The Summit will be preceded by a technical meeting on Friday, 3rd May (today), followed by the Ministers meeting on the 6th May and ultimately the Heads of State Summit on the 7th May 2019. The Kasane Elephant Summit aims to bring together Heads of States, Ministers, Regional Integration bodies for Kavango Zambezi Transfontier Conservation Area (KAZA).
Amongst others who will attend the summit are inter-government organisations, conservation organisations, wildlife researchers, donors and philanthropists to discuss the most recent developments, concerns as well as challenges encountered and solutions to be adopted in the field of Human Wildlife Interaction.
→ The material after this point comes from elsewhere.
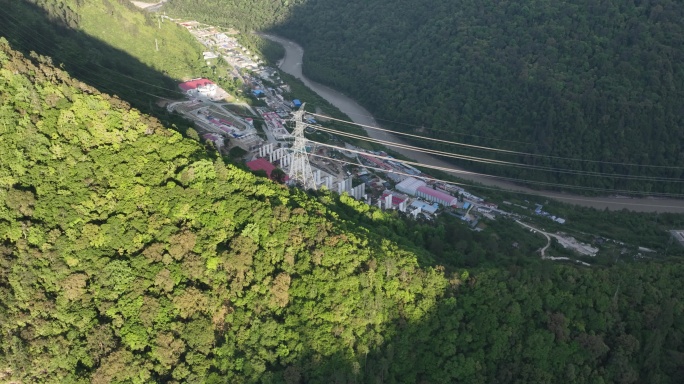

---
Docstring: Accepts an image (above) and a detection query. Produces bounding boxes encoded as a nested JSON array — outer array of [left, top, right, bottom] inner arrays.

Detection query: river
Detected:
[[261, 34, 684, 213]]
“The African elephant has been the subject of much discussion in international fora such the Convention on International Trade in Endangered Species of fauna and flora (CITES). The conditions for trade in elephants and their parts and derivatives have been the subject of often acrimonious debate with onerous conditions being placed upon those countries whose elephant populations are currently on Appendix II,” the ministry said in a statement.
Furthermore, the Tourism Ministry said, “A moratorium on international trade has been in place since 2009 until 2017 but illegal trade has actually increased tremendously during this nine-year period. Meanwhile ivory stocks held by the countries whose populations are on Appendix II have continued to grow at an exponential rate. This has placed an undue burden on such countries to secure this valuable resource.
Any efforts by southern African elephant range states to manage their populations is subjected to constant media glare with much of this coverage ignoring the plight of rural communities who bear the brunt of living with elephants. The most resent being when Botswana consulted citizens on lifting the suspension of the ban.”
The search for effective measures and a lasting solution challenges posed by elephant is one of the most significant conservation challenges facing many governments in the southern African region, which is home to the largest number of elephants on the continent, with 75% of these elephants found within the Kavango Zambezi Transfrontier Conservation Area (KAZA TFCA).
There is serious concern about the recent upsurge in the illegal offtake of elephants on much of the African continent. While overall, poaching has not had the same impact in southern Africa as in other regions it has severely affected some populations.
The challenges of poaching notwithstanding, elephants in southern Africa continue to be found outside protected areas with vast swathes of elephant range found in unprotected areas. This poses additional challenges for wildlife authorities and wildlife managers, as levels of human-elephant conflict continue escalate especially where human and agricultural expansion moves into new areas already occupied by African elephants. Livestock and crop farmers and residents in wildlife areas constantly have to contend with elephants that destroy crops and threaten livelihoods and food security.
To this end the Government of Botswana has found it prudent to organize a Summit to generate a better understanding of elephant management and associated challenges, as well as a series of measures to be undertaken in order to address the challenges more efficiently and effectively with the influence of the KAZA initiative.
The objectives of the Elephant Summit are to:
i. raise awareness on the current status of the African Elephant in the southern African region;
ii. exchange of ideas on human-elephant conflict, illegal and legal trade; and
iii. agree on concrete interventions to address the challenges posed.